British media have criticised the wedding invitation to Bahrain's crown prince because of the violent reaction in his country against protesters calling for more freedoms.

The crown prince of Bahrain said in his letter to Prince Charles that he delayed sending his regrets in hopes that the situation in the Gulf nation would improve and leave him able to attend.

The Bahraini government has imposed martial law and invited troops from mainly Sunni-led neighboring states to help quell the uprising by mostly Shi'ite protesters.

Bahraini officials said earlier this month that 24 people have died in the unrest. Amnesty International said last week that the government had arrested more than 500 people over the last month.

During the 2011 pro-democracy revolution, the Crown Prince, in public statements aimed at the western media (and in in talks with the Foreign Secretary of the United Kingdom, William Hague) claimed to have made contact with representatives of all of the country's political parties, including the main Shia opposition parties. As the deputy commander of the defense forces, he claimed to have ordered the army off the streets. 

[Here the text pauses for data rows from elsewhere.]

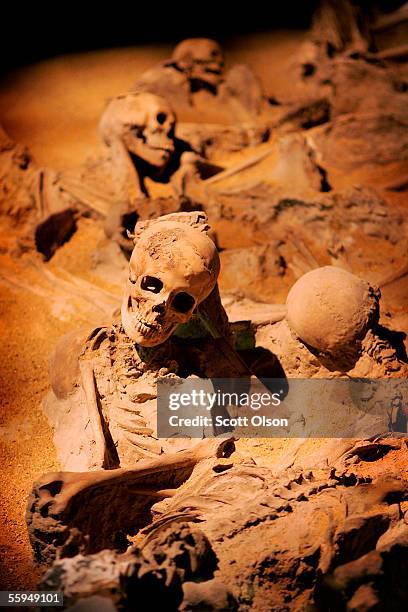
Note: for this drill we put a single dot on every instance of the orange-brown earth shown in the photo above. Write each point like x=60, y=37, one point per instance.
x=54, y=107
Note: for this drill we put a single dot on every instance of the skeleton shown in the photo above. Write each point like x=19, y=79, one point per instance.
x=138, y=129
x=319, y=524
x=332, y=328
x=202, y=60
x=197, y=66
x=103, y=403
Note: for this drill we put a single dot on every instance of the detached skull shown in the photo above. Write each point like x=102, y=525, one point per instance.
x=173, y=268
x=202, y=59
x=144, y=124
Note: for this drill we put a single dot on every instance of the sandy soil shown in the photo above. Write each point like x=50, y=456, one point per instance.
x=53, y=107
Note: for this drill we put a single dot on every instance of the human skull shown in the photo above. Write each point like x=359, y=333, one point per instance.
x=331, y=310
x=201, y=58
x=172, y=269
x=144, y=123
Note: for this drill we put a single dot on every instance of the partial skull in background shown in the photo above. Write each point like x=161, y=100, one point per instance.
x=331, y=310
x=202, y=59
x=173, y=268
x=144, y=123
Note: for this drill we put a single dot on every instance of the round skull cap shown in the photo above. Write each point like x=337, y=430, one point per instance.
x=330, y=308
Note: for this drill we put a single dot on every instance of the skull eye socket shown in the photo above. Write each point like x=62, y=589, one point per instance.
x=183, y=302
x=150, y=283
x=161, y=118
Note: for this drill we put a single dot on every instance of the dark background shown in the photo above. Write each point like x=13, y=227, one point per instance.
x=31, y=32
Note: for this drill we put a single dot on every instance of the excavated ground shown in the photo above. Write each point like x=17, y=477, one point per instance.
x=53, y=108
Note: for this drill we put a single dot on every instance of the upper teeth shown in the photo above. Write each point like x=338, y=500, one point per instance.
x=145, y=327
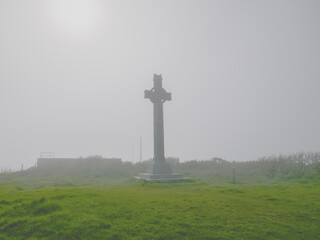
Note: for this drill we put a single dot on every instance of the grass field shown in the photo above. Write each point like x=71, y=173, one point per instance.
x=142, y=210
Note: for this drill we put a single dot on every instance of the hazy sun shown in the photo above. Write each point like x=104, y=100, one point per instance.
x=76, y=17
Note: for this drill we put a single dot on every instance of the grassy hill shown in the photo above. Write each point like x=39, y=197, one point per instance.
x=143, y=210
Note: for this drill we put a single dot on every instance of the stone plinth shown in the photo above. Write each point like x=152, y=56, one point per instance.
x=162, y=177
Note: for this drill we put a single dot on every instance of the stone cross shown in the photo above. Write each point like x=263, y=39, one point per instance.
x=158, y=96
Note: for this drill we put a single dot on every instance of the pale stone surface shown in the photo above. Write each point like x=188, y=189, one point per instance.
x=159, y=169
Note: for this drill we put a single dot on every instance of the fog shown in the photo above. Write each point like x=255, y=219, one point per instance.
x=244, y=77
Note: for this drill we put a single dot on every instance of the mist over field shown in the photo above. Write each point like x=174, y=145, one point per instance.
x=244, y=78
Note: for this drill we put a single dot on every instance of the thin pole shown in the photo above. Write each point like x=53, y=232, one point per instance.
x=140, y=149
x=132, y=153
x=233, y=172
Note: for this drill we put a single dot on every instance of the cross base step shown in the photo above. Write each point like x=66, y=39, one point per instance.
x=162, y=177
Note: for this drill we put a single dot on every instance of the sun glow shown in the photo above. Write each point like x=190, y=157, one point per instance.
x=76, y=17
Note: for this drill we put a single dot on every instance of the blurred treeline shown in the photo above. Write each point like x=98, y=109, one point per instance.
x=216, y=170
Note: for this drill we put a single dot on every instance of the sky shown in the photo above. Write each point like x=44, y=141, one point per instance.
x=244, y=77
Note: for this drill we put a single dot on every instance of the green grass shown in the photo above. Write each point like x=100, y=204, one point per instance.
x=142, y=210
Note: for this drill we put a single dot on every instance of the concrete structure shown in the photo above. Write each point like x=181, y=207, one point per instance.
x=159, y=169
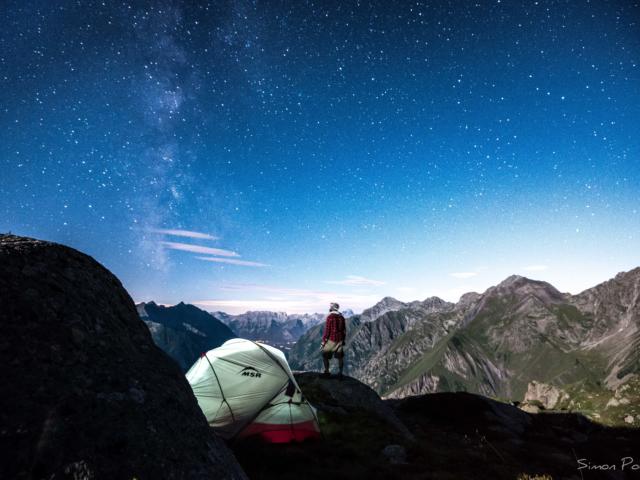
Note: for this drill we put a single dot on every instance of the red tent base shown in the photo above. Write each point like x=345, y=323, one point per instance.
x=271, y=433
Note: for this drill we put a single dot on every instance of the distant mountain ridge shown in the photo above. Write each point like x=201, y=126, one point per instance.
x=183, y=331
x=493, y=343
x=276, y=328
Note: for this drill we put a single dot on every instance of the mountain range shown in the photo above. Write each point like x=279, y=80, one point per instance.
x=275, y=328
x=183, y=331
x=493, y=343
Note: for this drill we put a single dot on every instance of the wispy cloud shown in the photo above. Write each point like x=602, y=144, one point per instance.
x=187, y=247
x=463, y=274
x=536, y=268
x=182, y=233
x=233, y=261
x=357, y=281
x=292, y=300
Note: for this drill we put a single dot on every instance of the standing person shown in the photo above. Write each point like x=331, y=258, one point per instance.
x=333, y=339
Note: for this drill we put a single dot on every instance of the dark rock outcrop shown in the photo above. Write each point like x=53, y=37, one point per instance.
x=183, y=331
x=86, y=393
x=347, y=396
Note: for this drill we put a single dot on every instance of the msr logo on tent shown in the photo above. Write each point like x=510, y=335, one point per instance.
x=250, y=372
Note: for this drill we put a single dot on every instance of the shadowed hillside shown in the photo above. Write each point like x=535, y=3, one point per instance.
x=86, y=393
x=436, y=436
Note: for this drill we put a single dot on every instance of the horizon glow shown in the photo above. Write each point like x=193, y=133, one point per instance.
x=279, y=156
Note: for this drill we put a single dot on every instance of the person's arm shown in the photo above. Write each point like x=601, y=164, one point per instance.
x=325, y=334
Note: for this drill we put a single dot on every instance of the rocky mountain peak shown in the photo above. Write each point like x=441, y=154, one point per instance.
x=520, y=287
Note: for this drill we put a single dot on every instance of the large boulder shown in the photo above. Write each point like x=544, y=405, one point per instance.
x=86, y=393
x=347, y=396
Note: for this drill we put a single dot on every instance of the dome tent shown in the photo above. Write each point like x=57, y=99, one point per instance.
x=246, y=388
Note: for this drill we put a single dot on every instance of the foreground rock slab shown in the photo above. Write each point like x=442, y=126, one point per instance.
x=86, y=393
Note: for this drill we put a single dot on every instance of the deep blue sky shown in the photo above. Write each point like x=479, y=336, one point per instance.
x=328, y=150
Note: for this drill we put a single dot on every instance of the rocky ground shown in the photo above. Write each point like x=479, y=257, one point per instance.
x=85, y=392
x=438, y=436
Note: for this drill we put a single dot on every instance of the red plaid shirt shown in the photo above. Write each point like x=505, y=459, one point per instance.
x=334, y=328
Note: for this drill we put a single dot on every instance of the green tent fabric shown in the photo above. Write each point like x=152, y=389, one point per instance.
x=246, y=388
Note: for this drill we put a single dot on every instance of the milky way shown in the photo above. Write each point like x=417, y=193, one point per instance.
x=282, y=154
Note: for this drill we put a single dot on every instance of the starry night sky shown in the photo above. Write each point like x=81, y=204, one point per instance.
x=279, y=155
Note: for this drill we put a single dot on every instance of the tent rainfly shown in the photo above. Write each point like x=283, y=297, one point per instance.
x=246, y=388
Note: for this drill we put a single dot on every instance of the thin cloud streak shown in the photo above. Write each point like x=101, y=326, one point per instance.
x=463, y=274
x=536, y=268
x=357, y=281
x=291, y=300
x=187, y=247
x=232, y=261
x=182, y=233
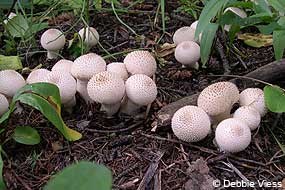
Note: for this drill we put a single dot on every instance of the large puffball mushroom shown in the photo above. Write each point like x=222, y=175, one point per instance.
x=4, y=104
x=52, y=40
x=217, y=100
x=188, y=53
x=83, y=68
x=89, y=35
x=232, y=135
x=141, y=90
x=38, y=75
x=185, y=33
x=118, y=68
x=190, y=124
x=108, y=89
x=249, y=115
x=10, y=82
x=253, y=97
x=140, y=62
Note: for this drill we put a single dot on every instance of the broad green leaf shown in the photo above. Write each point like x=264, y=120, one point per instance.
x=211, y=9
x=26, y=135
x=10, y=62
x=274, y=98
x=82, y=176
x=279, y=43
x=208, y=36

As events transpired, however, the Crown Prince either directly ordered or was unable to prevent the army from taking over a hospital, destroying the symbolic Pearl Roundabout, and implementing a violent crackdown on essentially non-violent pro-democracy protesters. These actions have earned the Crown Prince a series of condemnations ranging from those of Amnesty International through The Obama Administration.

Rather than actually address the legitimate democratic aspirations of those living in Bahrain, the Crown Prince, in concert with the Royal Family, have reaffirmed their hard-line commitment to a monarchical system, and have declared a three month "state of emergency" intended to undermine and stifle the popular opposition.